As already inferred, the notion of pharmaceutical drug testing is important in the development of medical therapeutics used to identify deficiencies in certain physiological pathways which may be linked to particular medical conditions. An example of a physiological pathway which may involve the use of enzymes to detect its presence is the physiological pathway leading to the development of angioedema. It is thought that ACE or vasopeptidase inhibitor may be implicated in the development of the disease (Weber, 2002). Additionally, detection and/or measurement of dipeptidyl peptidase IV (DPP IV) enzyme activity and aminopeptidase P (APP) enzyme activity is considered to be a predictor of the risk of suffering from angioedema. This knowledge has lead to the development of therapeutic tests which identify the presence of these enzymes within patients thought to be at risk of the disease so that each individual patient may be treat with the necessary angiotensin-converting enzyme (ACE) inhibitor and/or a vasopeptidase inhibitor (combined ACE and neutral endopeptidase (NEP) inhibitor), both of which are therapeutic enzymes commonly used the treatment of hypertension (high blood pressure), diabetes, and cardiac and renal diseases.

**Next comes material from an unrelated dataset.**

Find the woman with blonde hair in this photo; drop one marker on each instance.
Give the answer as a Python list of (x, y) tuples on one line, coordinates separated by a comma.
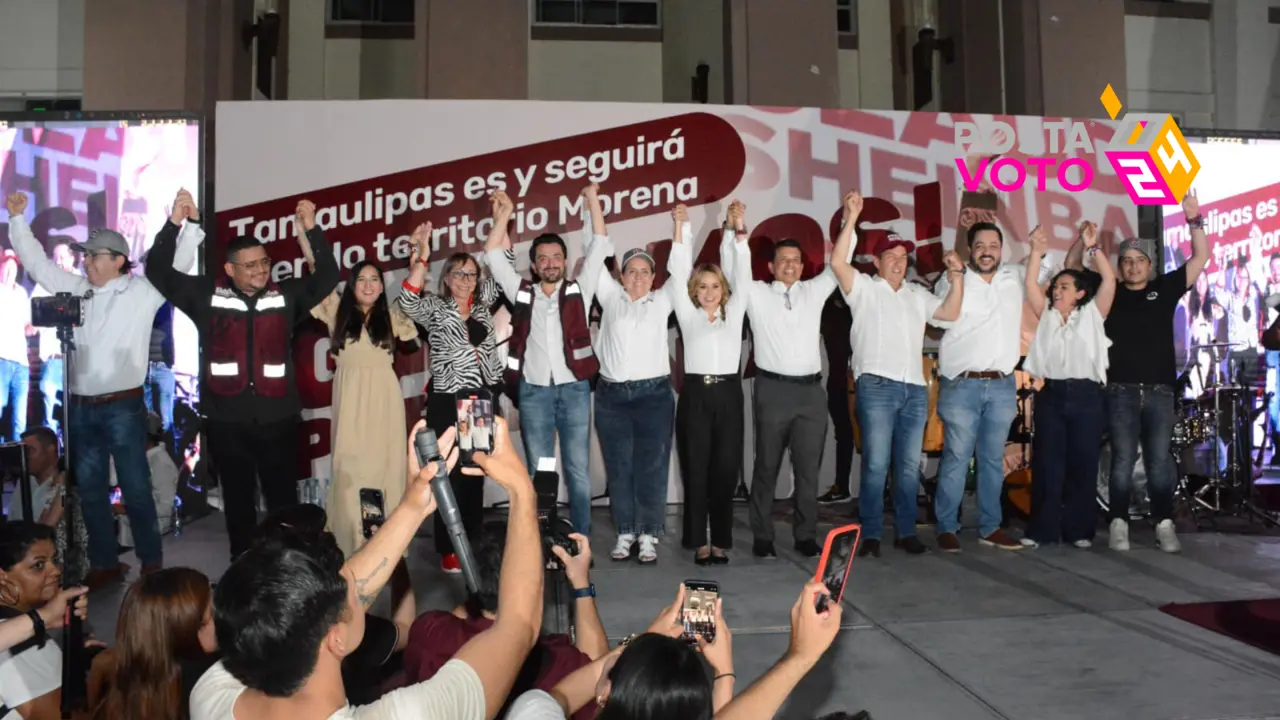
[(709, 410)]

Screening for diabetes is also commonly carried out through the use of enzymes. Testing of a patient’s blood sugar concentration usually requires the use of two enzymes: glucose oxidase and hexokinase as these enzymes are known to catalyse the conversion of glucose (found in the urine of a patient with diabetes, due to an imbalance of the homeostatic mechanisms found within the body) into another chemical compound, inducing a colour change in urine solution. This diagnostic test is perhaps one of the oldest pharmaceutical methods making use of enzymes, and is still used today (Bernard, 2001).
The test highlights the importance of an enzymes ability to identify one particular substrate within a mixed solution in the diagnosis of a clinical disease phenotype.